Weissman, however, has some particularly impressive credentials with respect to coronavirus vaccines. He’s one of two scientists at the University of Pennsylvania behind the scientific breakthrough that enabled Moderna and Pfizer to make mRNA vaccines. He also was a consultant to Pfizer on its vaccine.
The NIH grant would have allowed his group to dive into a new approach to vaccinating against coronaviruses, one that would go beyond replicating spike proteins on the virus – the way current vaccines generate antibodies.
In the short run, that could lead to a vaccine to protect against COVID-19 variants not yet discovered. Eventually it also could lead to a vaccine to protect against future coronavirus outbreaks if other strains leap from bats to humans.
Dr. Barton Haynes, director of the Duke Human Vaccine Institute and lead investigator behind the NIH proposal, said another problem the independent reviewers pointed out was a lack of data to show that such a vaccine was possible.

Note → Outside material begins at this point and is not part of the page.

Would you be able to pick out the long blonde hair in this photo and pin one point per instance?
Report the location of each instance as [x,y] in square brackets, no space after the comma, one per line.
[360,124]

Peer reviews are intended to ensure that the science is rigorous and done anonymously to avoid potential pressure from applicants. The NIH selects individual scientists with expertise to score each application and cannot fund a project with a low score.
Despite the rejection, work did not stop. The scientists managed to rely on private funding to test a vaccine in mice that protects against various strains of coronavirus. Weissman dipped into his own pocket, using money from his mRNA discovery to finance his own research. The team resubmitted its grant request in January.
“The lack of funding certainly slowed the research down,” Weissman said, adding that the money the team could find was “nowhere near the amount of studies that would be done with grant funding.”
The need for a universal vaccine comes down to a matter of survival of the fittest. A virus can change anytime it infects someone new, and the changes most likely to survive and spread are those most resistant to existing immune responses. That means people who have had the disease could get it again, and even those who have been vaccinated could still contract COVID-19.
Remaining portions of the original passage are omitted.